In fact this entire morning has been one of reflection. Uploading work here is actually a way for me to consider the past week’s work and remember children and their stories. As I type up information, I recall working through our largest orphanage so far in the trip – it had 41 children and took two days to profile. Before coming to Ghana we learned as a group about the psychological effects of growing up in an orphanage and the signs that children display when they lacked individual adult attention: they are many times aggressively clingy immediately and build deep connections with adults in a matter of days. What was shocking and sobering about this large home was how the children fit the exact description we learned about. Because we spent multiple days there, the kids grew incredibly attached over the course of the profiling process, and even though my job as “tracker” involved overseeing the different jobs in the profiling process rather than spending large amounts of time with children, the kids’ vulnerable need for adult care created connections stronger than I expected. I will always remember one 8-year-old girl, Lily, chasing me to our car after we finished the full day of work. She was begging me to come live with her, for me to ask the social workers we work with to stay an extra day, anything she could think of that would keep me with her. In my head I repeated myself the policy of to making no promises to the children. I had to steel my resolve and be honest with her that I was not coming back, that I couldn’t, but that I would remember her.

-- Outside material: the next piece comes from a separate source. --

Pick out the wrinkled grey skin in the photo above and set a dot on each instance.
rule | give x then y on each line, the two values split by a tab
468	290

I knew before arriving that such experiences would be part of this job, but I always assumed that they would be isolated to abusive homes. This orphanage was not physically neglectful as far as I could tell from the information we gathered; indeed, I got the impression that it was one of the orphanages with more documentation of children and general funding than many of the others we had visited. As we drove away from the home I realized that despite best intentions, the orphanage couldn’t provide what a family does. I was also pushed to acknowledge the uncomfortable truth that the connection I built and then ruptured with children may have led kids like Lily to relive the trauma of being left by family. This is one ramification of the work I am doing, but I also now understand how working towards reform rather than simply volunteering in orphanages is a way to start preventing the emotional pain I witnessed.

 

After such a fully challenging week of work we had a weekend trip and I found myself standing at the top of the most incredible waterfall I’ve ever seen, looking out onto the pure, uninterrupted green of Ghanaian foliage. As I walked down the path to rejoin the group I remember inhaling the humid air and thinking that each moment here – whether with kids like Lily, exploring a drastically new environment like the waterfall, or even just doing paperwork on a Sunday morning – continues to help me grow in my understanding of the world.  Here’s to four more weeks of those moments.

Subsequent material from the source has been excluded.